On the nearby islands of the South Pacific, by contrast, enterprising natives of the New Guinea highlands were clearing forests and using irrigation to cultivate yams, bananas and taro root. Coastal people were developing double-hulled ocean-going canoes and mastering the rudiments of navigation, which led to an explosion of interisland trade. The dominant traders, peoples known to archaeologists as the Lapita, who lived in the Bismarck archipelago, did a booming commerce in food, obsidian, seashells and elaborately stamped pottery from island to island, eventually venturing as far away as Fiji and Tonga.
THE AMERICAS
By some 12,000 years ago, toward the end of the last Ice Age, small bands of Asian nomads began to cross the dry land bridge that spanned what is now the Bering Strait, between Siberia and Alaska. The migrations continued intermittently, and when melting ice flooded the land bridge, they stopped. These were the ancestors of the Sioux, Cherokee, Maya, Aztecs and all other Native Americans, and when they first arrived, they were hunter-gatherers like their Asian cousins.

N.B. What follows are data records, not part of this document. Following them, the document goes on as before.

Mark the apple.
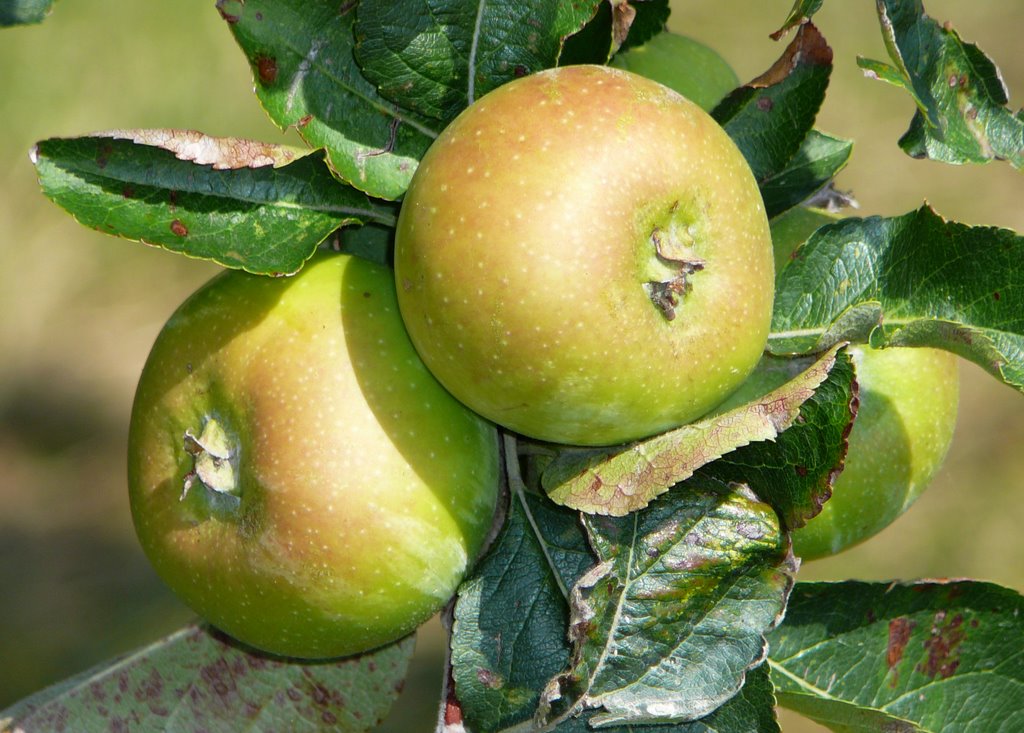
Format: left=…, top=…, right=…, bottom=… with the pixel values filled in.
left=127, top=253, right=500, bottom=659
left=610, top=31, right=740, bottom=112
left=769, top=207, right=960, bottom=559
left=395, top=64, right=774, bottom=446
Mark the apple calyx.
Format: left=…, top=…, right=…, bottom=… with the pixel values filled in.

North American native cultures showed enormous diversity by 3300 B.C. Among the oldest village sites ever found is the Koster settlement, in the Illinois River Valley. Villagers there were barely beginning to cultivate wild plants, relying mostly on nuts, grasses, fish, deer and migrating waterfowl, while people across Europe, Africa and Asia were already accomplished farmers. But elsewhere in the U.S. Midwest, populations of hunter-gatherers had staked out territories and built an extensive trading network that dealt in copper, hematite, seashells, jasper and other minerals. Fishing societies along the Pacific Coast were also becoming more complex, as natives took to the sea to hunt seals, whales and other marine mammals.

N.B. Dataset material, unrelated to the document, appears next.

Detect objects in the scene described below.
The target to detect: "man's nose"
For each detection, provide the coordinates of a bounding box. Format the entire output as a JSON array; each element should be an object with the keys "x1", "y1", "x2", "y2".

Society was also growing more complex in Mexico and Central America, but it was at its most elaborate in parts of South America. Settlers in the Ayacucho region of the Andes had domesticated guinea pigs and llamas by the time Iceman lived, and farmed potatoes, squash, beans and corn. Along the coastal desert of what is now northern Chile, the Chinchorro used woven fishing nets and hooks made of cactus thorns, shell and bone to harvest a rich diet from the sea. The Chinchorro, who were savvy hunters, developed elaborate mummification techniques some 2,500 years before the Egyptians, probably as a sacrament in ancestor worship. After removing internal organs and drying the cavf mdavers, they stuffed the remains with feathers, grass, shell, wool and earth. Then the bodies were covered with clay, fitted out with wigs and propped up in family- like groups. The Chinchorro then took care of their mummies, judging by evidence of frequent repairs.

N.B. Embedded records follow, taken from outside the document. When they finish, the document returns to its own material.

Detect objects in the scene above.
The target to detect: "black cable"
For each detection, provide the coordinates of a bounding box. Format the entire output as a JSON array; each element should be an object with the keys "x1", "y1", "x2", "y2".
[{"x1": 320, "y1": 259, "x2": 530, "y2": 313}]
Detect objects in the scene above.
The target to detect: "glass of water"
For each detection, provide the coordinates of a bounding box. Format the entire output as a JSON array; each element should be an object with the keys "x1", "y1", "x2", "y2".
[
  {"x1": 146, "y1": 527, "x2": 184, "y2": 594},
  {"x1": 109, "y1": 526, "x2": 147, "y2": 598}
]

Eventually, the Iceman’s region and the rest of Europe would catch up with other parts of the world. By 500 B.C., flourishing civilizations had sprung up in Greece, then Rome, and soon spread throughout the Continent. But back when he was plodding through the Alpine passes, the concept of a Eurocentric view of civilization would have been laughable, especially to the sophisticated societies that were thriving in Africa and Asia.